AbstractQuinone outside inhibitors (QoIs) and succinate dehydrogenase inhibitors (SDHIs) are major groups of agricultural fungicides. However, resistance to some of these fungicides has been reported in a Japanese population of Puccinia horiana, the causal agent of chrysanthemum white rust disease. Because their mechanisms are not well understood, we investigated the existence of mutations in QoI and SDHI target protein‐encoding genes. Eight out of nine isolates from cultivated chrysanthemum carried L275F and L299F amino acid substitutions in cytochrome b, the target protein of QoIs. These isolates showed 23‐ and 17‐fold higher EC50 values for the QoI fungicides azoxystrobin and kresoxim‐methyl, respectively, in basidiospore germination inhibitory tests, while they were hypersensitive to another QoI, famoxadone. All nine isolates were resistant to SDHI oxycarboxin and carried the I88F substitution in SdhC. This substitution was orthologous to the SdhC‐I86F substitution found in some Brazilian isolates of the soybean rust fungus, Phakopsora pachyrhizi, showing reduced sensitivity to some SDHIs.

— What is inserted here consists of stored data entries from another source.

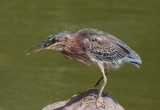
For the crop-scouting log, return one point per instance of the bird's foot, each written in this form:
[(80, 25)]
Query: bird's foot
[(93, 100)]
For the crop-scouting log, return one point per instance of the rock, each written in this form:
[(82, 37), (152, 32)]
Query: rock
[(75, 102)]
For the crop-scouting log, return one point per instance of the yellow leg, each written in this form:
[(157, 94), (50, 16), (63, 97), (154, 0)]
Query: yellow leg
[(104, 81), (101, 90)]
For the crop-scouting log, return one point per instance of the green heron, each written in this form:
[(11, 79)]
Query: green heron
[(92, 47)]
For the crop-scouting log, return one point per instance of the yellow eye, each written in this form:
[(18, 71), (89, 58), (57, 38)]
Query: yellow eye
[(56, 38)]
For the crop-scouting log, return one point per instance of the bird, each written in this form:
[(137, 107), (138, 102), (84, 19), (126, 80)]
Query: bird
[(92, 47)]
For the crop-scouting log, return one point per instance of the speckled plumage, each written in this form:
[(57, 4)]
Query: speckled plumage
[(92, 47)]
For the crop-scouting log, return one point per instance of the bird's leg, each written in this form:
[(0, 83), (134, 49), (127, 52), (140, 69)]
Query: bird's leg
[(101, 90), (100, 80), (104, 82)]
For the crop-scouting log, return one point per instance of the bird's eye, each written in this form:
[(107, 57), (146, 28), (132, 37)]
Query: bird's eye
[(54, 40)]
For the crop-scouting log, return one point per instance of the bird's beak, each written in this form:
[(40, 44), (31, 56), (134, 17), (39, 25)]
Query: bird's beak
[(42, 46)]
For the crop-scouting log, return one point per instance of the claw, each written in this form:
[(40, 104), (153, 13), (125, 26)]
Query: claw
[(93, 100)]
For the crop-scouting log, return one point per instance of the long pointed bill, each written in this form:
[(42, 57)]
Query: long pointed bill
[(39, 45)]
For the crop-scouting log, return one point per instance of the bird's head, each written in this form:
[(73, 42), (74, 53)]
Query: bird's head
[(52, 42)]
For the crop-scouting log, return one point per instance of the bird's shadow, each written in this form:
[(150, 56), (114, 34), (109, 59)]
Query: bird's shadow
[(79, 97)]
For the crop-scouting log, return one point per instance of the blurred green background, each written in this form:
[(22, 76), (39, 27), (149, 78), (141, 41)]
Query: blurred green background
[(34, 81)]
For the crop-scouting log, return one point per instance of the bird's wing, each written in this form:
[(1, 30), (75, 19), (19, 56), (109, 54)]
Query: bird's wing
[(104, 46)]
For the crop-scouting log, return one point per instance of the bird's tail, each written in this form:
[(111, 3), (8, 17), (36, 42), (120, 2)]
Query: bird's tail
[(133, 58)]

Although the rarity of wild‐type sensitive isolates, the subsequent limited number of comparisons between wild types and mutants, and a difficulty in applying reverse genetic analysis to this obligate parasite, are obstacles in making definitive conclusions, L275F and L299F in cytochrome b and SdhC‐I88F are suspected to be responsible for the different patterns of sensitivity to QoI and for oxycarboxin‐resistance in P. horiana, respectively.